Christopher Currin of Pegasus Advisors in Dallas knows what he knows about homeowners insurance because he worked for 12 years for a large P&C company before starting his fee-only advisory firm. Currin has seen his share of clients with horror stories, including those underinsured by their failure to secure replacement cost coverage on their homes, clients who assumed their homeowners insurance would also cover property and liability in connection with their home businesses, and clients who should have purchased flood insurance and didn't.
    "Every time there's a hurricane, the P&C companies try to push off as much of their losses as possible to Uncle Sam, as the sole domestic flood insurance underwriter, or to the homeowner," Currin explains. "Clients need to know 'the lay of the land' and purchase flood coverage. If their home lies outside a flood hazard zone, the cost of insurance will be very low."

Like Currin, Drew Tignanelli, president of The Financial Consulate in Lutherville, Md., came about his knowledge of homeowners insurance before his entry into the financial planning arena. "My father was in the P&C industry for 62 years, so I'm pretty familiar with the way P&C insurance works. There are all kinds of things that 90% of all planners don't know about P&C insurance. You have to have been in practice as a licensed P&C agent [to understand the nuances of homeowners insurance]. Even advisors with P&C licenses are usually too busy to ensure their clients are properly insured; you need a specialist who can really assess your client's risk, and they're hard to find. Since homeowners and auto insurance are required in most states, and the supply of agents is low relative to the demand, agents don't spend much time studying P&C risk. So just sending your client off to an agent is usually not enough service; we need to become more knowledgeable and really be the quarterback for our clients."
    Kevin Korhorn is a knowledgeable advisor with a slightly different view. "I didn't realize how much I didn't know about P&C until I got licensed," says Korhorn, head of Korhorn Financial Group Inc. in Granger, Ind. Korhorn decided to get P&C-licensed two years ago, when he realized he didn't know much more about his clients' homeowners and auto insurance than they did. "I thought ... if I can get great investment returns for my client but he incurs damage to his home, the return doesn't matter. In the big picture, as a financial advisor, we underserve our clients if we don't examine the risks associated with P&C coverages."

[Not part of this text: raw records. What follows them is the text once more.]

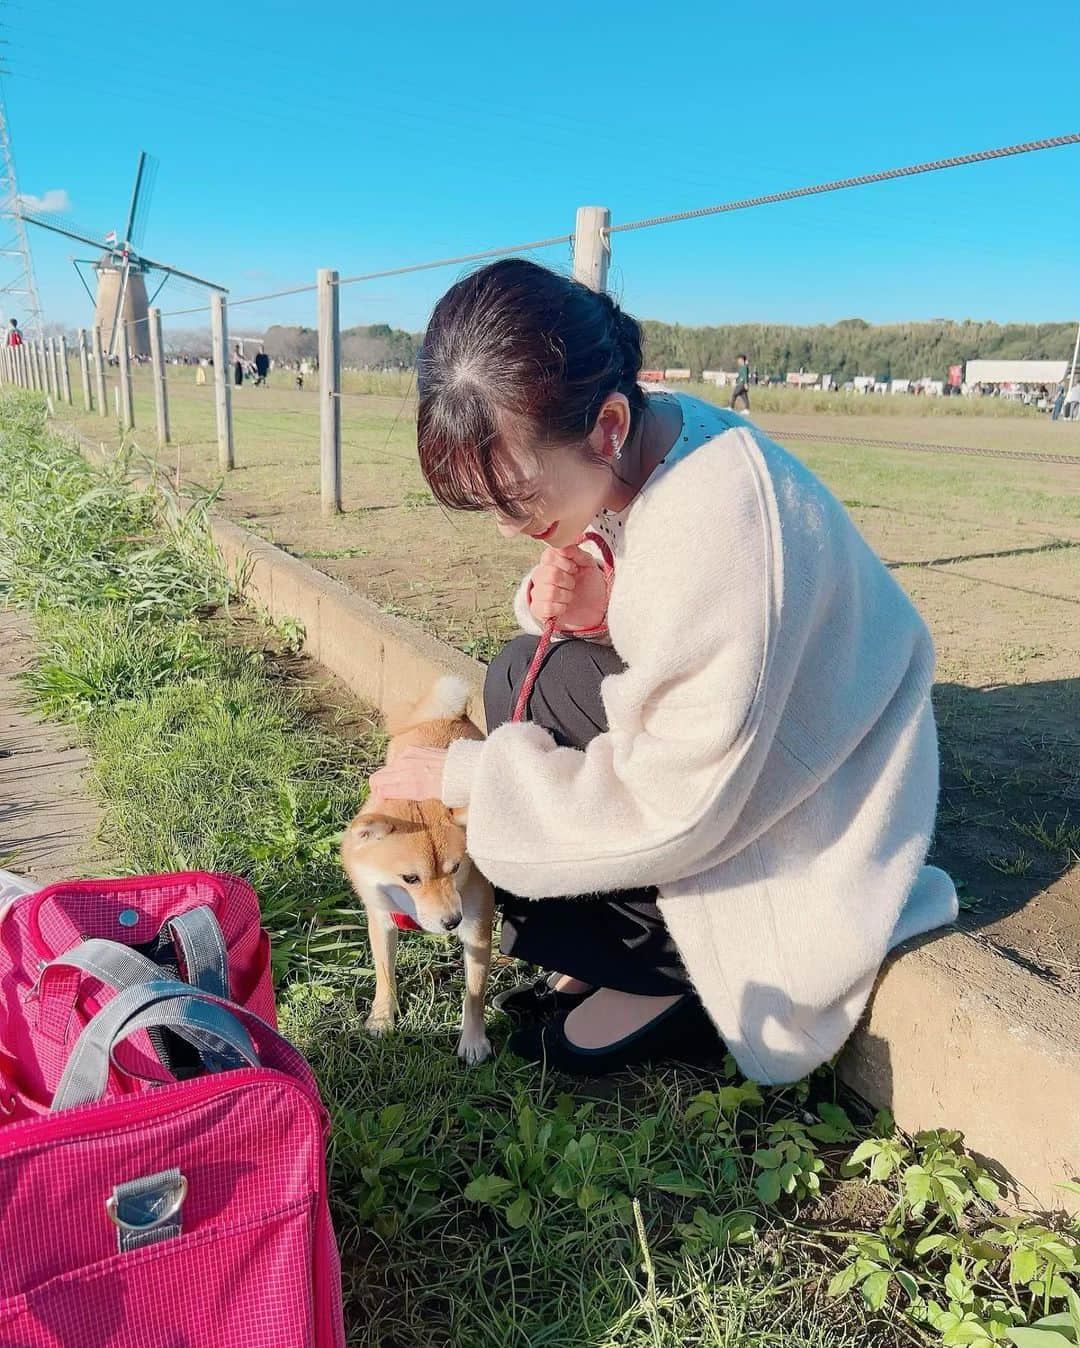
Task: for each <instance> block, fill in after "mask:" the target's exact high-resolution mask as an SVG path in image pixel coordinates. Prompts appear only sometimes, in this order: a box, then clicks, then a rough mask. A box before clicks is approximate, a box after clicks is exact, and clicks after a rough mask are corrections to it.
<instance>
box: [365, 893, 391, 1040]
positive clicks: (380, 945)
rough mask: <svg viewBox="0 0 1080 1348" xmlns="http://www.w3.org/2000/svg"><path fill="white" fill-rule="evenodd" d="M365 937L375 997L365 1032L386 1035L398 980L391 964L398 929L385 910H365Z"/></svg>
mask: <svg viewBox="0 0 1080 1348" xmlns="http://www.w3.org/2000/svg"><path fill="white" fill-rule="evenodd" d="M367 911H368V937H369V940H371V954H372V960H373V962H375V1000H373V1002H372V1004H371V1014H369V1015H368V1018H367V1022H365V1029H367V1031H368V1034H375V1035H382V1034H390V1031H391V1030H392V1029H394V1019H395V1016H396V1015H398V980H396V973H395V964H396V956H398V929H396V926H394V923H392V922H391V921H390V918H388V917H387V914H386V913H380V911H379V910H378V909H371V907H369V909H368V910H367Z"/></svg>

    Not only did Korhorn discover how much he didn't know about P&C, he decided licensing was critical from an implementation standpoint as well. "We might recommend to a client he make some changes to his insurance, like pick up umbrella coverage, only to find out he left our office and didn't do anything. Sometimes the client will ask me to call his agent, give him the parameters of what I want him to have, and six months later ... still nothing has been done. I needed to be able to control that function by being licensed, myself."